In order to evaluate the possibility that these findings were secondary to site specific differences in antigen presenting cell function in the PB and the BM, the reactivity of CD8⁺ T cells to TCR independent stimulation with phorbol ester PMA and calcium ionophore ionomycin was tested. CD8⁺ T cells in BM showed a more vigorous IFN-γ and CD107a response to PMA/iomomycin than correlate cells from paired PB. The frequency of PMA/ionomycin IFN-γ and CD107a expressing cells in BM varied between 10.92-73.27% and 18.21-60% respectively, while levels in PB were 0.65-16.01% and 2.71-26.93% respectively (FIG. 2). These data demonstrate that BM derived memory CD8⁺ T cells have an enhanced capacity to respond to viral recall antigens, and that this response is inherent in these cells, as these augmented functions are apparent even when cells are activated by strategies which bypass the TCR.

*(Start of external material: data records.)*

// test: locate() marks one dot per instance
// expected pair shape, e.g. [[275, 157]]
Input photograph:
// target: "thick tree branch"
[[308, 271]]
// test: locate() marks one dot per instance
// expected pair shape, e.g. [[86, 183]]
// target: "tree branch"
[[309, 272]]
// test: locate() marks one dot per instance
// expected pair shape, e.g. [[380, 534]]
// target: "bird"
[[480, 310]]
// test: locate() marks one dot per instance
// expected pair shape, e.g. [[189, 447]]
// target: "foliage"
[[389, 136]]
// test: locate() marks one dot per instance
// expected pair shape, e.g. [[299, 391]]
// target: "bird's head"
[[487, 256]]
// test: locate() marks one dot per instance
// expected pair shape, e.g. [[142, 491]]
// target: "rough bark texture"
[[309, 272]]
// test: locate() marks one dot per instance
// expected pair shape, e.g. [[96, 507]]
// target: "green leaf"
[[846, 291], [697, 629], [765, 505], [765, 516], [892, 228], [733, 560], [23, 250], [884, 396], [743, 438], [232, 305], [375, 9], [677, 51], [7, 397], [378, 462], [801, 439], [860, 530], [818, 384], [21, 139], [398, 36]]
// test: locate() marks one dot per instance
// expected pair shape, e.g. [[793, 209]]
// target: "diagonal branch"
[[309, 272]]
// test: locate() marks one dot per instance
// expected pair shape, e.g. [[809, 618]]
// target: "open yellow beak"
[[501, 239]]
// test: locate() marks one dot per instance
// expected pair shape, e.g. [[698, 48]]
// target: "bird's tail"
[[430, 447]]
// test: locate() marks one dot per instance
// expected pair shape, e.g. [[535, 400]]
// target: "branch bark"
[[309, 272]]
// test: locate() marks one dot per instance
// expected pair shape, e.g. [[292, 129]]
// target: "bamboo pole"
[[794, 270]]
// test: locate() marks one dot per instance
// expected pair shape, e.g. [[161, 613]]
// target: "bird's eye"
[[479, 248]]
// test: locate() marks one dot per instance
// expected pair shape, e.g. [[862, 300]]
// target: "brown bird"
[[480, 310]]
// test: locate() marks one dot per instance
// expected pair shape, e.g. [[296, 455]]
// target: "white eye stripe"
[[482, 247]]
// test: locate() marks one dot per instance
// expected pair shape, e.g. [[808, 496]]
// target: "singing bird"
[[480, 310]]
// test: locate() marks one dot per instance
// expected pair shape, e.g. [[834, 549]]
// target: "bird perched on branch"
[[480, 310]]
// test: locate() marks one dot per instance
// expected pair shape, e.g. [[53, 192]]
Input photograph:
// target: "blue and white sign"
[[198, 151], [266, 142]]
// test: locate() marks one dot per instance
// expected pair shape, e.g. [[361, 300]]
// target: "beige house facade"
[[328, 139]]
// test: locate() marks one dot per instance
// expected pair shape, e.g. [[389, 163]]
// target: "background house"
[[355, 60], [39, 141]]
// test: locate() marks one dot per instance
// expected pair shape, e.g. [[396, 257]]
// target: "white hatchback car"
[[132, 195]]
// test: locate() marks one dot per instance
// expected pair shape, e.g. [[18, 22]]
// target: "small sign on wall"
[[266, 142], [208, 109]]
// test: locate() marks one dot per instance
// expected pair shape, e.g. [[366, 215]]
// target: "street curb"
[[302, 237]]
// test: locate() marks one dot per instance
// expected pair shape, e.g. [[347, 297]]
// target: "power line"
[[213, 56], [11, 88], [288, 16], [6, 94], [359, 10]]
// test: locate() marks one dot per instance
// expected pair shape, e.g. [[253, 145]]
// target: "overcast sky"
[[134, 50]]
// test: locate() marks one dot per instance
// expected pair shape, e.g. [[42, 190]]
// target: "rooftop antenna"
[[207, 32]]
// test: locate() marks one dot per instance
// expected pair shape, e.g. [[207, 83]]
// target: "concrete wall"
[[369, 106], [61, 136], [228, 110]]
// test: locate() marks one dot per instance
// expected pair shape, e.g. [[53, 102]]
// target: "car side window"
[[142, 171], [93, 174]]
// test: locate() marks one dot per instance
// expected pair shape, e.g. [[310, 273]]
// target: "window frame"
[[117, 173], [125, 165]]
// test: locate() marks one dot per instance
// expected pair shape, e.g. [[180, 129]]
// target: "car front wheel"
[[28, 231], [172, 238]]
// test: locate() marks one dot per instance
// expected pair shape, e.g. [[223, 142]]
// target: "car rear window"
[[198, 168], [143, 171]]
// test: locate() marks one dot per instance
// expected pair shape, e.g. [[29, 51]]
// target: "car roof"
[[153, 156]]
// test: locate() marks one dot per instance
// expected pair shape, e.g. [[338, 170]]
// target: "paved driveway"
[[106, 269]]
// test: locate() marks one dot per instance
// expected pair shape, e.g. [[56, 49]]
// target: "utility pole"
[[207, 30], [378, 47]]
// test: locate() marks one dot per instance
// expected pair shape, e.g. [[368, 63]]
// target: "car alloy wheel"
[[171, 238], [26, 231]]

Frequencies of Recall Antigen HLA Multimer-Binding CD8⁺ T Cells in BM

To assess whether the increased response of BM CD8⁺ T cells to CEF peptides was due to a higher percentage of antigen specific T cells, HLA-A2 CMV (NLVPMVATV; SEQ ID NO:7) pentameric complexes was used to quantify the proportion of CMV specific T cells. Five patients had pentamer staining CD8⁺ T cells (FIG. 3). The CD8⁺ T cells specific for CMV pp65 (495-503) represented 0.31%-4.35% of total CD8⁺ T cells in BM and 0.43-4.29% in the PB. These data suggest that the differential response of BM CD8⁺ cells to recall antigens is not due to an increased frequency of antigen specific precursor cells.

BM CD8⁺ T Cells Rapidly Upregulate Perforin and Granzyme B in Response to TCR Stimulation.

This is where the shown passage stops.